Melissa B. Warden , Karen L. Pierce , Michael C. Janasik , Howard M. Gebel, PhD , Robert A. Bray, PhD and Thomas M. Ellis, PhD . Milwaukee WI, the Blood Center of Southeastern Wisconsin, 53201, Histocompatibility and Immunogenetics and Atlanta GA, Emory University School of Medicine, 30322, Department of Pathology .

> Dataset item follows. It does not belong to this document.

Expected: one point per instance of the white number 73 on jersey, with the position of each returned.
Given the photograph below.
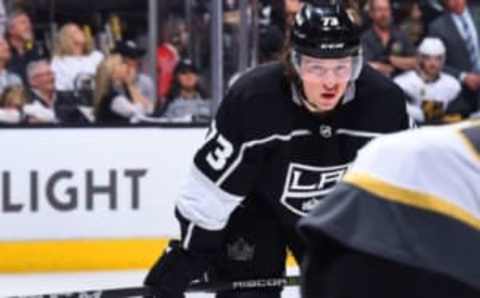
(217, 159)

Despite the quantitative capabilities of flow cytometry for HLA antibody detection, the channel shift of a flow cytometric crossmatch rarely corresponds to or predicts the outcome of the serologic crossmatch. This could reflect the increased sensitivity of flow cytometry, or its lack of discrimination between IgG isotypes that fix complement poorly or not at all (IgG2, IgG4) and those that do (IgG1, IgG3). To determine whether the presence of IgG2 and IgG4 isotypes contribute to this dissociation of flow cytometric and serologic crossmatch results, the relative abundance of IgG1, IgG2, IgG3, and IgG4 HLA antibodies was determined in 13 PRA+ (>85%) serum samples by flow cytometry using FlowPRA screening or specificity beads, stained with FITC-conjugated anti-human IgG1, 2, 3 or 4. Donor-specific HLA antibody isotypes were determined either by flow cytometric crossmatches or by identification of donor-specific HLA antibodies using specificity beads. The relative abundance of each isotype was determined by percent reactivity and the adjusted fluorescence intensity. While IgG1 was the predominant isotype of HLA antibodies in all individuals tested, the relative abundance of IgG2 and IgG4 isotypes varied considerably among study subjects. However, of the 3 sera tested that were strongly FCXM+ but serologic (AHG) crossmatch negative, all contained relatively high levels of IgG2 and IgG4 HLA antibodies. In contrast, (7/10) sera that produced positive AHG crossmatches exhibited lower levels of IgG2 and IgG4 HLA antibodies compared to IgG1. These results are consistent with the premise that the outcome of a serologic crossmatch might be influenced by the relative amounts of IgG2 and/or IgG4 HLA antibodies.